Закрыв глаза, я тихонько всхлипнула и начала медленно раздеваться. Дровосек сел на самый краешек кровати и пристально наблюдал. Полностью обнажившись, я легла на кровать и заплакала, как плачет маленькая девочка, которая совершила что-то страшное и неприличное.
— Ревешь, что ли? — не поверил своим глазам дровосек.
— А ты не видишь? — вновь всхлипнула я.
— Боишься, что ли? Ты это… Ты не переживай, я тебе больно не сделаю.
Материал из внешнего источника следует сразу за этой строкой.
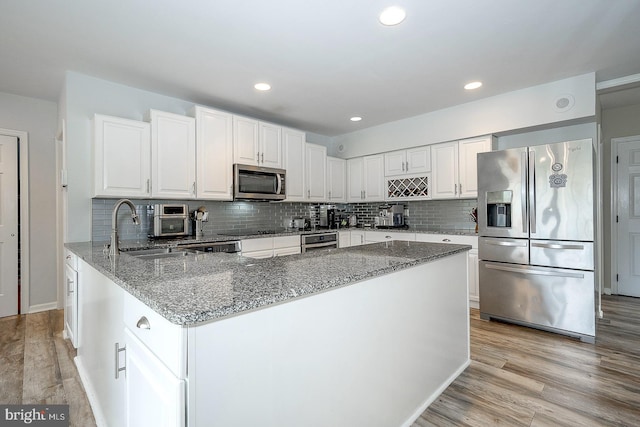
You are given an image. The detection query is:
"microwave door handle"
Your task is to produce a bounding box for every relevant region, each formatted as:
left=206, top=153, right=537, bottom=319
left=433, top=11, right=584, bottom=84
left=529, top=150, right=536, bottom=234
left=520, top=151, right=529, bottom=233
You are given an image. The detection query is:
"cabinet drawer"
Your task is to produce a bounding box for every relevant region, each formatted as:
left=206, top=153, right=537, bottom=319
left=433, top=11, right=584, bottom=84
left=241, top=237, right=273, bottom=254
left=124, top=293, right=187, bottom=378
left=273, top=234, right=300, bottom=249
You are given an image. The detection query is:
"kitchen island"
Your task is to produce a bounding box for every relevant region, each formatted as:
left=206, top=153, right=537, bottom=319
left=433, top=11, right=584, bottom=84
left=67, top=241, right=469, bottom=426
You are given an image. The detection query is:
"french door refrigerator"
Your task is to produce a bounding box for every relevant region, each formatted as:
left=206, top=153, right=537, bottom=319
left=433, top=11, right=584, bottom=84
left=478, top=139, right=596, bottom=342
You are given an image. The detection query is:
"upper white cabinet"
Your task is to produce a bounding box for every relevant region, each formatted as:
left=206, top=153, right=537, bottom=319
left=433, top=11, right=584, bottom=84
left=305, top=144, right=327, bottom=202
left=384, top=146, right=431, bottom=176
left=93, top=114, right=151, bottom=197
left=431, top=136, right=492, bottom=199
left=192, top=107, right=233, bottom=200
left=282, top=128, right=307, bottom=202
left=327, top=157, right=347, bottom=203
left=347, top=154, right=385, bottom=202
left=233, top=116, right=282, bottom=168
left=150, top=110, right=196, bottom=198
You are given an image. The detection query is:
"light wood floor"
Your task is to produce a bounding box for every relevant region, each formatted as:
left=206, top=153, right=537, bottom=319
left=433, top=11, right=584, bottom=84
left=0, top=310, right=96, bottom=427
left=0, top=297, right=640, bottom=427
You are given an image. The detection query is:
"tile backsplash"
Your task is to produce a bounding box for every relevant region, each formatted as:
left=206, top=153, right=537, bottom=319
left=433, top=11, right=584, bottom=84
left=92, top=198, right=477, bottom=242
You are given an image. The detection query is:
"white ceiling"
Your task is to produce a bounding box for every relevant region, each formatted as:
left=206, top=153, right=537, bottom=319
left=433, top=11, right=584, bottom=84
left=0, top=0, right=640, bottom=136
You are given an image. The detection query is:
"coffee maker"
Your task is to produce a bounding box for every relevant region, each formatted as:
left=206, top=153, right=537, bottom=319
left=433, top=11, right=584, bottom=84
left=377, top=205, right=404, bottom=228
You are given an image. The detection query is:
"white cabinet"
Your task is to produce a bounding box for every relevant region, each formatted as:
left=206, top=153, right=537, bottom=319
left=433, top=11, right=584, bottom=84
left=75, top=260, right=125, bottom=426
left=233, top=116, right=282, bottom=168
left=150, top=110, right=196, bottom=198
left=431, top=136, right=492, bottom=199
left=282, top=128, right=307, bottom=202
left=416, top=233, right=480, bottom=308
left=384, top=146, right=431, bottom=176
left=364, top=230, right=416, bottom=243
left=327, top=157, right=347, bottom=203
left=124, top=293, right=187, bottom=427
left=64, top=249, right=80, bottom=348
left=305, top=144, right=327, bottom=202
left=347, top=154, right=385, bottom=202
left=240, top=234, right=300, bottom=258
left=192, top=107, right=238, bottom=200
left=93, top=114, right=151, bottom=197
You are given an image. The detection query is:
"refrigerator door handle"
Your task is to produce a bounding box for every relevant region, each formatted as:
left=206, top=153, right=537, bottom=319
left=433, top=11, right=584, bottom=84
left=485, top=264, right=584, bottom=279
left=484, top=240, right=527, bottom=248
left=520, top=151, right=529, bottom=233
left=529, top=150, right=536, bottom=234
left=531, top=243, right=584, bottom=250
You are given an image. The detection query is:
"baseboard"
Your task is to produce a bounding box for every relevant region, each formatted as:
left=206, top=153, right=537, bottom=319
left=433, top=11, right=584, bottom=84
left=402, top=359, right=471, bottom=427
left=29, top=301, right=58, bottom=313
left=73, top=356, right=107, bottom=427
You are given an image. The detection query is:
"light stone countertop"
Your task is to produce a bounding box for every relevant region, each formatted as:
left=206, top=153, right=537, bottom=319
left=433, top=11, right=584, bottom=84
left=65, top=241, right=471, bottom=325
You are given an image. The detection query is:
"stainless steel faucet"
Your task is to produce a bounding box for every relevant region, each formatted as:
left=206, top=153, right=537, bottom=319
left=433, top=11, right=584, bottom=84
left=109, top=199, right=140, bottom=256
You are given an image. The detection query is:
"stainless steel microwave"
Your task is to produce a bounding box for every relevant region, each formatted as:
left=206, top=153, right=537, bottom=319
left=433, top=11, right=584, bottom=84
left=233, top=164, right=286, bottom=200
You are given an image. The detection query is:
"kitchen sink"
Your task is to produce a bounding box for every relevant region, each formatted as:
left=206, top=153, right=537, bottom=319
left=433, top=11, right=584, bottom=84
left=124, top=248, right=198, bottom=259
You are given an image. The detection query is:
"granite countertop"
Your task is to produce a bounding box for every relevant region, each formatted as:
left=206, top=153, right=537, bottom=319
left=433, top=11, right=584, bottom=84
left=65, top=241, right=471, bottom=325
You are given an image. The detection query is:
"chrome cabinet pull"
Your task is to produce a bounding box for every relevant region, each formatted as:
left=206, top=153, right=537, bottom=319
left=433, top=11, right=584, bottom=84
left=136, top=316, right=151, bottom=329
left=115, top=343, right=127, bottom=379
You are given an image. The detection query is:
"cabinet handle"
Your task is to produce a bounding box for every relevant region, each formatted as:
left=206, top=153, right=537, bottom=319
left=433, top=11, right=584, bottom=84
left=136, top=316, right=151, bottom=329
left=115, top=343, right=127, bottom=379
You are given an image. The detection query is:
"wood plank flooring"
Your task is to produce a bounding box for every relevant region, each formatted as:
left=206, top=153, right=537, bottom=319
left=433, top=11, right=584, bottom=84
left=0, top=296, right=640, bottom=427
left=413, top=296, right=640, bottom=427
left=0, top=310, right=96, bottom=427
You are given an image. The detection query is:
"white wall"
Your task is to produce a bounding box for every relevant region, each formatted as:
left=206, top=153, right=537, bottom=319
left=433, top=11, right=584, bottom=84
left=0, top=93, right=58, bottom=311
left=602, top=104, right=640, bottom=288
left=329, top=73, right=596, bottom=158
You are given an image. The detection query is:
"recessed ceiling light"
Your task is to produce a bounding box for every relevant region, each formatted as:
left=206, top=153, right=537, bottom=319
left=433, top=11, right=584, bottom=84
left=378, top=6, right=407, bottom=26
left=464, top=82, right=482, bottom=90
left=253, top=83, right=271, bottom=90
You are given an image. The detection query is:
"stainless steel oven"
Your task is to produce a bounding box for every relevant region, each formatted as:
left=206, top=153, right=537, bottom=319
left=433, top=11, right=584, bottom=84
left=300, top=232, right=338, bottom=253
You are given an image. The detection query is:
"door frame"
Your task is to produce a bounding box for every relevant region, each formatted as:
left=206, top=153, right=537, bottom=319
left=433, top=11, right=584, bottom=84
left=609, top=135, right=640, bottom=295
left=0, top=128, right=31, bottom=314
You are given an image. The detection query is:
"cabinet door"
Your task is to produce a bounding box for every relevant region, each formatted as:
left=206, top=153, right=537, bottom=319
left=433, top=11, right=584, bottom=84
left=282, top=128, right=307, bottom=202
left=468, top=249, right=480, bottom=308
left=305, top=144, right=327, bottom=202
left=384, top=150, right=407, bottom=176
left=233, top=116, right=260, bottom=166
left=259, top=123, right=282, bottom=168
left=431, top=142, right=458, bottom=199
left=93, top=114, right=151, bottom=197
left=327, top=157, right=347, bottom=203
left=151, top=110, right=196, bottom=199
left=347, top=157, right=364, bottom=203
left=125, top=329, right=186, bottom=427
left=195, top=107, right=233, bottom=200
left=458, top=136, right=491, bottom=198
left=364, top=154, right=385, bottom=202
left=406, top=146, right=431, bottom=174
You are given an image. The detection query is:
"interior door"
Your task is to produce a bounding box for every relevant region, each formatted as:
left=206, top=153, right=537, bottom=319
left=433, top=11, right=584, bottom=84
left=616, top=137, right=640, bottom=297
left=0, top=135, right=18, bottom=317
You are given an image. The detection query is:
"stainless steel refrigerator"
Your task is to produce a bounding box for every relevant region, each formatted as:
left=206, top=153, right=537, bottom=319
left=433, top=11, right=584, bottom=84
left=478, top=139, right=596, bottom=342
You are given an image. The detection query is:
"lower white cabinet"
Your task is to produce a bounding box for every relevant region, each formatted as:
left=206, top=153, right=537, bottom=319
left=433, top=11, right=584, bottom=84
left=75, top=260, right=126, bottom=426
left=416, top=233, right=480, bottom=308
left=125, top=328, right=186, bottom=427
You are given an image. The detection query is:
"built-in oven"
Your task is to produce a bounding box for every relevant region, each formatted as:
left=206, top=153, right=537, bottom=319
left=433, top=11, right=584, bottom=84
left=300, top=232, right=338, bottom=253
left=153, top=204, right=189, bottom=237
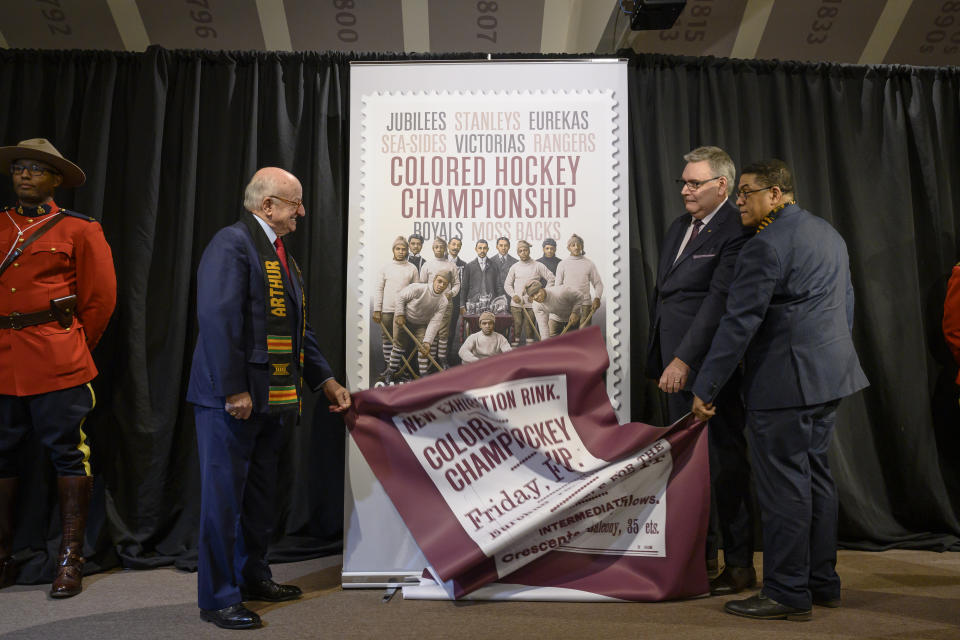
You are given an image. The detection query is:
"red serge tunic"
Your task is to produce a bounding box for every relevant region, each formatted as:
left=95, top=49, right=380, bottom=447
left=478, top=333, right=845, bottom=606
left=943, top=264, right=960, bottom=384
left=0, top=202, right=117, bottom=396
Я сделаю тебе хорошо. Сама потом благодарить будешь. Я в постели, знаешь, какой ласковый. Ни одна баба не жаловалась. Вот бы никогда не подумал, что такая сильная бандерша, головорезами заведует, в постели будет вести себя, как девочка, и слезы лить. Ты ведешь себя так, словно с мужиком никогда не была. Я даже теряюсь! Я уверен, что у тебя мужиков полно было. Что ж ты со мной так? Не бойся. Я не кусаюсь. Или ты меня просто разводишь? Комедию тут ломаешь…
— Я тебя не боюсь, — всхлипнула я. — Просто такие вещи, интимные, должны быть по обоюдному влечению. А у меня к тебе ничего нет. От тебя перегаром несет, шрам во все лицо, да и пахнет от тебя противно. У меня от такого резкого запаха голова кружится. Да и замашки у тебя ужасные. Меня никто в жизни ни зазнобой, ни бабой не называл. Ты, точно, из деревни. Нетрудно догадаться, почему тебя жена с двумя детьми не дождалась. Представляю себе, как ты с ней обращался. Если мужчина будет так обращаться с женщиной, то любая этого не выдержит. Когда тебя посадили, для нее это показалось настоящим раем.
Видимо, мои слова по-настоящему оскорбили дровосека. Он было замахнулся, но все же удержал себя, чтобы не отвесить мне капитальную пощечину.
— Заткнись и не смей так никогда говорить, — прошипел он. — Ты ничего не знаешь! Ты не знаешь, как я ее любил, как я к ней относился и как я ее на руках носил. А дети… Да я чуть не умер от счастья, когда близнецы родились. Я весь коридор в родильном доме розами усыпал! Да что там коридор! Я ей ни в чем никогда не отказывал. А она хотела все больше и больше. Она вообще меры не знала, и аппетиты у нее были немалые. Она меня этим постоянно убивала. Я просил ее подождать, потерпеть немного, но уговорить ее хоть в чем-либо было невозможно. Ей хотелось все и сразу. Она хотела роскошную жизнь, а когда я просил ее дать мне время, у нее начиналась истерика, и она говорила мне, что роскошная жизнь на пенсии ей не нужна. Ей все было нужно именно сейчас. Я ведь на дело из-за нее пошел, и она прекрасно это знала. У нас с ней друг от друга никогда секретов не было. Вот я и рискнул, только бы ей было лучше. Она могла меня остановить, уберечь, одним словом. Она могла меня образумить. Но нет! Она не из тех. Наоборот, сама меня к этому подтолкнула. А когда я попался, она меня просто вычеркнула из своей жизни. Забыла и ушла к тому, кто действительно смог подарить ей жизнь, о которой она мечтала. Я в этой истории все понимаю. Мне все ясно, но я одного не пойму. Почему бабы играют в любовь? До меня только теперь дошло, что она меня никогда не любила и жила со мной до тех пор, пока все соки из меня не выжала. А потом просто выкинула, как использованную вещь. Я не пойму: зачем нужно был врать, что-то придумывать, детей рожать? Ведь, если человек действительно любит, он тебя откуда хочешь дождется, хоть с того света, и действительно переживет с тобой все трудности. Я поэтому ненавижу баб, что они все лживые, изворотливые, алчные и подлые суки. Предают тогда, когда тебе действительно плохо. Умеют выбрать самый страшный момент и сунуть тебе нож в спину. Они это действительно умеют…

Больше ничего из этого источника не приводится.